Conversion of RE to NFA

Finite Automaton (FA)

A Finite Automaton (FA) is a mathematical model of computation that acts as an abstract machine for recognizing patterns. It consists of a finite number of states and transitions between them, based on input symbols.

Its main purpose is to determine whether an input string conforms to a predefined pattern — accepting or rejecting it.

Formally, an FA is a 5-tuple:

[ M = (Q, \Sigma, \delta, q_0, F) ]

where:

  • Q → Finite set of states
  • Σ (Sigma) → Finite set of input symbols (alphabet)
  • δ (delta) → Transition function
    • DFA: (\delta : Q \times \Sigma \to Q)
    • NFA: (\delta : Q \times \Sigma \to 2^Q) (set of possible next states)
  • q₀ → Initial state ((q₀ \in Q))
  • F → Set of accepting (final) states, (F \subseteq Q)

Applications:
Finite automata form the foundation of regular languages and are used in:

  • Compiler design (lexical analysis)
  • Pattern matching
  • Input validation

Regular Expressions (RE)

A Regular Expression (RE) is a symbolic representation of a regular language. It defines patterns over an alphabet using operators such as union, concatenation, and repetition.

A language is regular iff it can be described by a regular expression.

Formal Definition of Regular Expressions

Let Σ be an alphabet. The set of regular expressions over Σ is defined recursively:

Base Cases
  1. Empty set (∅):

    • RE:
    • Language: (L(∅) = {}) (no strings)
  2. Empty string (ε):

    • RE: ε
    • Language: (L(ε) = {""})
  3. Single symbol (a ∈ Σ):

    • RE: a
    • Language: (L(a) = {"a"})
Recursive Cases (If R₁ and R₂ are REs)
  1. Union (R₁ | R₂):
    [ L(R₁ \mid R₂) = L(R₁) \cup L(R₂) ]

  2. Concatenation (R₁R₂):
    [ L(R₁R₂) = {xy \mid x \in L(R₁),; y \in L(R₂)} ]

  3. Kleene Star (R₁):*
    [ L(R₁^*) = {\epsilon, w, ww, www, \dots \mid w \in L(R₁)} ]

  4. Parentheses ():

    • Used for grouping, e.g., ((a \mid b)c)

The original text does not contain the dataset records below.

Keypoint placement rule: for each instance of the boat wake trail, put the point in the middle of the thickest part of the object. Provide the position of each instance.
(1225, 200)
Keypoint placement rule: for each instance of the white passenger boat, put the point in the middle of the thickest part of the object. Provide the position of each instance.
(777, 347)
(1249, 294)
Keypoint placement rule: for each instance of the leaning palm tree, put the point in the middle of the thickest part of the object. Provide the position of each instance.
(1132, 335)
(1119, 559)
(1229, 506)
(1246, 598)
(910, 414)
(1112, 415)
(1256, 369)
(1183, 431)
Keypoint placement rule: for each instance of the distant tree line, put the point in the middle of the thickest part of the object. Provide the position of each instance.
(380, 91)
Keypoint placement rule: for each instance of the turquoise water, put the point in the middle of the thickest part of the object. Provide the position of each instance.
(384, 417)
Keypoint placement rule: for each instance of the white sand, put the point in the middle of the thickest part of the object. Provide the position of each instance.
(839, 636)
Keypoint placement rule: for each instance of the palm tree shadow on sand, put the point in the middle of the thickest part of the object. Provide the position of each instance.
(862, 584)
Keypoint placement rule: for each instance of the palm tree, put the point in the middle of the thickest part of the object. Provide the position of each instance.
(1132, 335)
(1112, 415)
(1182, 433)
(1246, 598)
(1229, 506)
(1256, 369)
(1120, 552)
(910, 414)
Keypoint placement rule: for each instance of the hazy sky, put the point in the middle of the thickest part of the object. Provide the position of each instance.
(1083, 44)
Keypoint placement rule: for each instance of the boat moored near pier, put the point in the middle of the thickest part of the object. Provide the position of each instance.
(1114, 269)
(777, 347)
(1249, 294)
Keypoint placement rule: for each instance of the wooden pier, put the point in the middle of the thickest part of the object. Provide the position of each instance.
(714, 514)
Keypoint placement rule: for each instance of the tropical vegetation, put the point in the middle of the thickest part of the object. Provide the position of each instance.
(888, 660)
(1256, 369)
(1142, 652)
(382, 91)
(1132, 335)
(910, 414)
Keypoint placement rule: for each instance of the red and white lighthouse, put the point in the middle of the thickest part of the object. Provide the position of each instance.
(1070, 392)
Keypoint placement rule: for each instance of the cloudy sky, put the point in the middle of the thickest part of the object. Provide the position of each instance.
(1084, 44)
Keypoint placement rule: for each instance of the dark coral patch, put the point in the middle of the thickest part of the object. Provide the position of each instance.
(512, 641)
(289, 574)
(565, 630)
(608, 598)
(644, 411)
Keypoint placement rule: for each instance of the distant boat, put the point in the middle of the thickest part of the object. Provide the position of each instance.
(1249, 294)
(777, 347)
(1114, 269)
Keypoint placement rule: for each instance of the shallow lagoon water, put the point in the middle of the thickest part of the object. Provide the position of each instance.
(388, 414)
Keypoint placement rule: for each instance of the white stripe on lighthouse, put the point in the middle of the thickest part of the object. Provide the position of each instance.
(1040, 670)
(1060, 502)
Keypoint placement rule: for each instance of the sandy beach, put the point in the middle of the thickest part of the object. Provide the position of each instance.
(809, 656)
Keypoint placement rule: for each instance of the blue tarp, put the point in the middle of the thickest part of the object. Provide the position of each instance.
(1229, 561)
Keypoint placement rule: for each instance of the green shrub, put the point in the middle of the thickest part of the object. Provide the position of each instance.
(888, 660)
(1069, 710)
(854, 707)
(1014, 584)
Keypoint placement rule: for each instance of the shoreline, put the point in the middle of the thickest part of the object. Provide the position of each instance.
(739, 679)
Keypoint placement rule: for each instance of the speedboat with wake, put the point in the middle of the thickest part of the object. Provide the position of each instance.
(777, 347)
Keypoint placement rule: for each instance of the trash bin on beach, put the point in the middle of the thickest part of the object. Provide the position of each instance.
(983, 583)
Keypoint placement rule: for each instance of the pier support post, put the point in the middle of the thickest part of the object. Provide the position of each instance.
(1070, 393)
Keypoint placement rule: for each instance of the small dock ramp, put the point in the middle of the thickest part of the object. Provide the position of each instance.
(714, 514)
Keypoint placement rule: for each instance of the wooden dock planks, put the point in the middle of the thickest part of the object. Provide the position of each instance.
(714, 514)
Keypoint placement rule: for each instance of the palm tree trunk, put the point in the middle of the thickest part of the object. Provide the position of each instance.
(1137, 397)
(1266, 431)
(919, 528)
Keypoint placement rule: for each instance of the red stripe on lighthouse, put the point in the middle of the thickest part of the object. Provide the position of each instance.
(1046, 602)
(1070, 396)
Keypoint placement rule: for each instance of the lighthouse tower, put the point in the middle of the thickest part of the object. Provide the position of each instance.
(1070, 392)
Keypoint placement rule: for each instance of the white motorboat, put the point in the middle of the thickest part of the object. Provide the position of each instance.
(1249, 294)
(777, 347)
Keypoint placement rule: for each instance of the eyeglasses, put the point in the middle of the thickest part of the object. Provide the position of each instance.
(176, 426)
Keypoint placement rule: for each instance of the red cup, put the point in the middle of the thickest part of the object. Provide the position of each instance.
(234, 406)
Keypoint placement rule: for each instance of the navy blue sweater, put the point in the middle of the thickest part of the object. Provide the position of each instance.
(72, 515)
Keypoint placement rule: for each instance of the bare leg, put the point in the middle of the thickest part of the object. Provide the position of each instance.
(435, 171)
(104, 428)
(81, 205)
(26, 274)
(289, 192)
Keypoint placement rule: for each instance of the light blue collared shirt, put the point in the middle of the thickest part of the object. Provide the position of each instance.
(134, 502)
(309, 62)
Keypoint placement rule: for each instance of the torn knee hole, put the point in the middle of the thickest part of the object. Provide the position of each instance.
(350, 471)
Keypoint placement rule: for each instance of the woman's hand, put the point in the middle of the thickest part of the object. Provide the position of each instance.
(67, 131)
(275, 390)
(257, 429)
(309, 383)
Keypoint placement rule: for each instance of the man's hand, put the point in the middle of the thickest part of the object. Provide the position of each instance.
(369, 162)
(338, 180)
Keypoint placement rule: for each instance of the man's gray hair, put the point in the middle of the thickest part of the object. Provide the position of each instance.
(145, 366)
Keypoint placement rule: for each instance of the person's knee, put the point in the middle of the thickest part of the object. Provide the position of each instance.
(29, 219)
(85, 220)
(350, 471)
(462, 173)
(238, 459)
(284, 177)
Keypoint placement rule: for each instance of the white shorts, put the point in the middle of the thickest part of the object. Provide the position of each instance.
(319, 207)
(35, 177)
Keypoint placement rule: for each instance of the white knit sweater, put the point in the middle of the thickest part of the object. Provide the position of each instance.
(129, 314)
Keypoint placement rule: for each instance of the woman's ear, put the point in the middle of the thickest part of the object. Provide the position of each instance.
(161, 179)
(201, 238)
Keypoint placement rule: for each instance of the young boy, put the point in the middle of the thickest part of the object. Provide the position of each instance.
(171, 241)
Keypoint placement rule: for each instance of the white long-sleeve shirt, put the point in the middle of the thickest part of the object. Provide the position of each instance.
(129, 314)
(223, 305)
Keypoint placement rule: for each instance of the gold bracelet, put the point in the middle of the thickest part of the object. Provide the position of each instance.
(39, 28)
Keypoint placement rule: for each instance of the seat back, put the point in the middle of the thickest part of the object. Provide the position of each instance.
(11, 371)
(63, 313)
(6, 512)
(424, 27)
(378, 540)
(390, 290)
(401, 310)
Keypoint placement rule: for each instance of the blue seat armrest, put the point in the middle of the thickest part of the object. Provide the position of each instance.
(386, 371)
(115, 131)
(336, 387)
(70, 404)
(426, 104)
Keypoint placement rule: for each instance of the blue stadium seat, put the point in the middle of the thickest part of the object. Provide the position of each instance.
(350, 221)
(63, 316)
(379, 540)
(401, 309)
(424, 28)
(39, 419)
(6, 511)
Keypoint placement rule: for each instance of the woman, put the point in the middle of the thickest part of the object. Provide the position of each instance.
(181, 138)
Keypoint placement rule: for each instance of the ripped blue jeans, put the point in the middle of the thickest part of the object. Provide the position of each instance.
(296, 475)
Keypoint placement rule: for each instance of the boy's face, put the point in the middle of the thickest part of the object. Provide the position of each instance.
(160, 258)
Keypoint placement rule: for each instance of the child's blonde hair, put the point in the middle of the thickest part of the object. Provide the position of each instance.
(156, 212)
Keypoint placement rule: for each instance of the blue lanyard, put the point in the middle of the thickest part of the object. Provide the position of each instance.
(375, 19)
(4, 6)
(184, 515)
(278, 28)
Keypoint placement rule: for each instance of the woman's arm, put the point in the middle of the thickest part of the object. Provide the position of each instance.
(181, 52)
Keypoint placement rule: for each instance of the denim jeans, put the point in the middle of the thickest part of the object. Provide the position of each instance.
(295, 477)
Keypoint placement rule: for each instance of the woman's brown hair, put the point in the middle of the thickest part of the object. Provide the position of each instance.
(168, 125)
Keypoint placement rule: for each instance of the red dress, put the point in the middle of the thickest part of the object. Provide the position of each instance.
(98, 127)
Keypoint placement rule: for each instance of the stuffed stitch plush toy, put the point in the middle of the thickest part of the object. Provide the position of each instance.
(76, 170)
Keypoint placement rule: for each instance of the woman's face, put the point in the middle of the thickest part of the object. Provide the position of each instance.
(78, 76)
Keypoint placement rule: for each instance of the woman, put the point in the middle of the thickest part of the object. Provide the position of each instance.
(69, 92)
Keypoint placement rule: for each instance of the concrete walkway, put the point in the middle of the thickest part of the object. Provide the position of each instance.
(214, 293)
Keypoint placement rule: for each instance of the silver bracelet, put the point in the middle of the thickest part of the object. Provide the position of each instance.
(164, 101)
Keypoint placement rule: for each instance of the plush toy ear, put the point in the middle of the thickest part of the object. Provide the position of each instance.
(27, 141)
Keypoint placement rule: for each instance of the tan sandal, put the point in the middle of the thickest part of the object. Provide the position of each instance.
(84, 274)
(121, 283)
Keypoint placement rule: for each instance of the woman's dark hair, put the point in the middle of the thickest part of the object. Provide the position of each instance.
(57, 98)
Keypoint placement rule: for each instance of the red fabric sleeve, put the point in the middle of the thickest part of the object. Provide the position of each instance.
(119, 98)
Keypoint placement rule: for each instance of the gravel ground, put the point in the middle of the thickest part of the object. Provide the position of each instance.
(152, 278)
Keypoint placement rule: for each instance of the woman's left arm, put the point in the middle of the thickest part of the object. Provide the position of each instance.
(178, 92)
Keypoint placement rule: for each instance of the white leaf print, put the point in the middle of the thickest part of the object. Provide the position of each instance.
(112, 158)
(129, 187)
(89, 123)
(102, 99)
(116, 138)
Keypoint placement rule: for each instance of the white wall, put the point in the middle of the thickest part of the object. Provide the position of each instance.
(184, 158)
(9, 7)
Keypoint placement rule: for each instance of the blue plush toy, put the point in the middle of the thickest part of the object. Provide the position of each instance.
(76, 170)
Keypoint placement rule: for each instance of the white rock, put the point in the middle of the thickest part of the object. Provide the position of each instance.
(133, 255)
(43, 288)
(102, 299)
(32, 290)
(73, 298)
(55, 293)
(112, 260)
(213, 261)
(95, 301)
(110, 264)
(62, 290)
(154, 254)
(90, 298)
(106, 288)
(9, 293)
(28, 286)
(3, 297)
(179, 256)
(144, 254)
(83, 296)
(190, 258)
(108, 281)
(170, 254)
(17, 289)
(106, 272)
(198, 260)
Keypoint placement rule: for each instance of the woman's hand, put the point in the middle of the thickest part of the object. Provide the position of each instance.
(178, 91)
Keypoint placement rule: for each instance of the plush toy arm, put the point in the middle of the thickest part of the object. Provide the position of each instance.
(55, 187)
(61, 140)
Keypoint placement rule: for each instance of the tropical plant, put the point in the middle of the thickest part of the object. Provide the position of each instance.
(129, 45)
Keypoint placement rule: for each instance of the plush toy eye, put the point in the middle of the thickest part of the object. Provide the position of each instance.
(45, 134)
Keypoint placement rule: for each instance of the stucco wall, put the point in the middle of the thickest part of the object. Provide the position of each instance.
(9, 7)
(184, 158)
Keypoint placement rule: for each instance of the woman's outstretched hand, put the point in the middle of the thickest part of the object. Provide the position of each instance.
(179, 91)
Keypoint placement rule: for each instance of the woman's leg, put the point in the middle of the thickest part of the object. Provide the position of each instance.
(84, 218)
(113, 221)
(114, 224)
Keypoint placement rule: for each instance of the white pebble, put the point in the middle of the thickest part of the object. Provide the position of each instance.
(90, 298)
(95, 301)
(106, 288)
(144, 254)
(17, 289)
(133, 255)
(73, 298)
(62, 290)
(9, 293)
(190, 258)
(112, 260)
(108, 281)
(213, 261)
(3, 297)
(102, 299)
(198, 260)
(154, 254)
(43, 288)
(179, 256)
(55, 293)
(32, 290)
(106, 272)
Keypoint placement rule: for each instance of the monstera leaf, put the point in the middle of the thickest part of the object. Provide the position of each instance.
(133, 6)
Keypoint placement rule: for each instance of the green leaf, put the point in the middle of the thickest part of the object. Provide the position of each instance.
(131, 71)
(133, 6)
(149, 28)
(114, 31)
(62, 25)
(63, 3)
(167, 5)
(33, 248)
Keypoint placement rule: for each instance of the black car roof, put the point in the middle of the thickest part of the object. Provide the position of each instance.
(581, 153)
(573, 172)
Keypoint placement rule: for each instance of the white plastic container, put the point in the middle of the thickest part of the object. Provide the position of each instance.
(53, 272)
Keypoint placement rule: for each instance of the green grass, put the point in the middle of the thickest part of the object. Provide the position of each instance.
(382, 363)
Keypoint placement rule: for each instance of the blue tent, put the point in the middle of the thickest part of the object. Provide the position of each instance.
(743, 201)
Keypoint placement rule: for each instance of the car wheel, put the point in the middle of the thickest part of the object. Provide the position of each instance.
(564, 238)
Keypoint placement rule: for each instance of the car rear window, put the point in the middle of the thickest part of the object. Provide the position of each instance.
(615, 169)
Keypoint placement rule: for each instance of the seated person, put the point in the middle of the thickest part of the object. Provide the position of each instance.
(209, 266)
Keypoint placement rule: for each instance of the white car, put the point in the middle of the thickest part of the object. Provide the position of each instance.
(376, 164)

Non-Deterministic Finite Automaton (NFA)

An NFA is a finite automaton where multiple transitions for the same symbol are allowed, and ε-transitions (without consuming input) are possible.

Characteristics
  • Multiple transitions: From one state, there may be several outgoing transitions for the same input.
  • ε-transitions: State changes can occur without reading input.
  • Acceptance rule: An input is accepted if at least one computation path leads to an accepting state.
  • Equivalence: Every NFA has an equivalent DFA, though conversion may cause an exponential increase in states.

Thompson’s Construction: RE → NFA

Thompson’s Construction systematically converts a regular expression into an equivalent NFA.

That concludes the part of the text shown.